Interactions of xenobiotics with cellular macromolecules such as DNA and proteins produce covalently-bound adducts that may serve as exposure markers. The environmental genotoxin 1-nitropyrene, widespread as a result of combustion processes, has been reported in laboratory animals (El-Bayoumy et al., 1994a) to bind stably to the heme moiety, as opposed to the protein, of hemoglobin, with linear dose-dependency over a dose range from 0.1 to 1000 ?g/kg. This finding suggests the existence of a novel class of adducts, heme adducts, which could potentially constitute useful markers for assessment of exposure. Since no chemical structure of a polycyclic aromatic hydrocarbon-heme adduct has yet been established, and mechanisms of formation and biological consequences of such adducts are as yet unknown, the objectives of this proposal are to characterize the chemical structure of the 1-nitropyrene-derived heme adduct, investigate its mechanism of formation, and determine the generalizability of heme adduct formation to other nitroPAH and arylamines, by means of the specific aims outlined below. The information gained will be of fundamental interest, and also of value in establishing the usefulness of heme adducts as monitors of exposure.

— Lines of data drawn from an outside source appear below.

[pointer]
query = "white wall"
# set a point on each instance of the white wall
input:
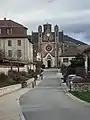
(5, 69)
(26, 47)
(66, 63)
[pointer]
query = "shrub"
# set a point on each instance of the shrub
(5, 80)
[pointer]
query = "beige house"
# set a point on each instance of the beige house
(14, 41)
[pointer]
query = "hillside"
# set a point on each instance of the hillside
(67, 38)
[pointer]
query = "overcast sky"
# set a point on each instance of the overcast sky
(73, 16)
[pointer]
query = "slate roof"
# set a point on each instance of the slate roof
(61, 37)
(35, 36)
(74, 51)
(9, 23)
(71, 53)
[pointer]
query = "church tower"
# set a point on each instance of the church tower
(56, 30)
(39, 53)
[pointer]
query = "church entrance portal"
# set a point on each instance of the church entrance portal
(49, 63)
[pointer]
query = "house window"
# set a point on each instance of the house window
(19, 53)
(9, 43)
(19, 42)
(9, 31)
(65, 60)
(9, 53)
(0, 31)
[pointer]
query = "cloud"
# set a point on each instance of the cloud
(71, 15)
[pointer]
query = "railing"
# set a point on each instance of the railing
(81, 87)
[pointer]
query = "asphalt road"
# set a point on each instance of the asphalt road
(49, 102)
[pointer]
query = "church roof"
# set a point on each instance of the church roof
(35, 36)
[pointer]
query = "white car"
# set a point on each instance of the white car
(70, 78)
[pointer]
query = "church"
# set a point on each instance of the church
(48, 45)
(52, 47)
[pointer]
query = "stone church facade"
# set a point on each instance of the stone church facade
(48, 45)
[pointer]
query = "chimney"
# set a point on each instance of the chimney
(4, 18)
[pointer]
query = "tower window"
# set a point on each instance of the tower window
(9, 43)
(9, 31)
(19, 54)
(9, 53)
(19, 42)
(65, 60)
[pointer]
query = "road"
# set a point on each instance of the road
(48, 101)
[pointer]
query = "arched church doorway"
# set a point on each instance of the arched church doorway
(49, 63)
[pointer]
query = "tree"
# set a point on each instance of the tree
(78, 61)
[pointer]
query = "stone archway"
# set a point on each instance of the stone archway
(49, 63)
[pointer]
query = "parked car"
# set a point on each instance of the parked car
(77, 79)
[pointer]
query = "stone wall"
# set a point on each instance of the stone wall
(12, 88)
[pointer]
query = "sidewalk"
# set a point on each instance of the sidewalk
(9, 107)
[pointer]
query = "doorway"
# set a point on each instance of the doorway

(1) Synthesis of model heme adducts, to establish regioselectivity of binding and the nature of the nitropyrene-derived moiety. Active intermediates known to arise from metabolism of 1-nitropyrene will be allowed to react with a model synthetic heme, octaethylporphyrin, to establish the position of substitution on the porphyrin moiety and the nature of the nitroarene-derived species capable of binding to heme. Products will be isolated then characterized chemically and spectroscopically.

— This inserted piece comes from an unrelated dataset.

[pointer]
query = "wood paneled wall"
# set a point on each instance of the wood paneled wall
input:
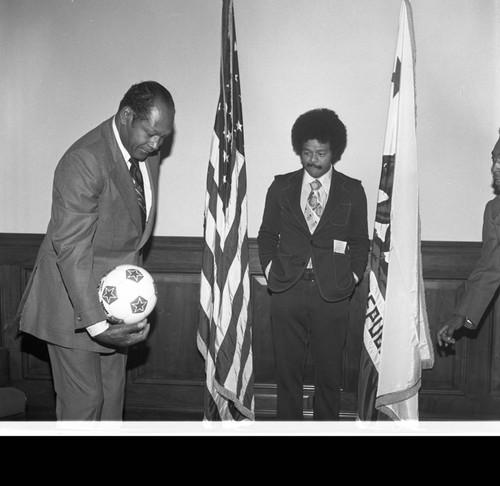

(2) Generation of heme adducts by the heme protein hemoglobin. The capacity of the catalytically-active heme-containing protein hemoglobin to generate adducts of 1-nitropyrene with protoporphyrin IX itself will be investigated, along with adducts arising from reaction with the major known active metabolites of 1-nitropyrene, in order to distinguish between reaction of circulating active species and activation in situ by the heme protein itself, and thus gain insight into possible mechanisms of formation in vivo.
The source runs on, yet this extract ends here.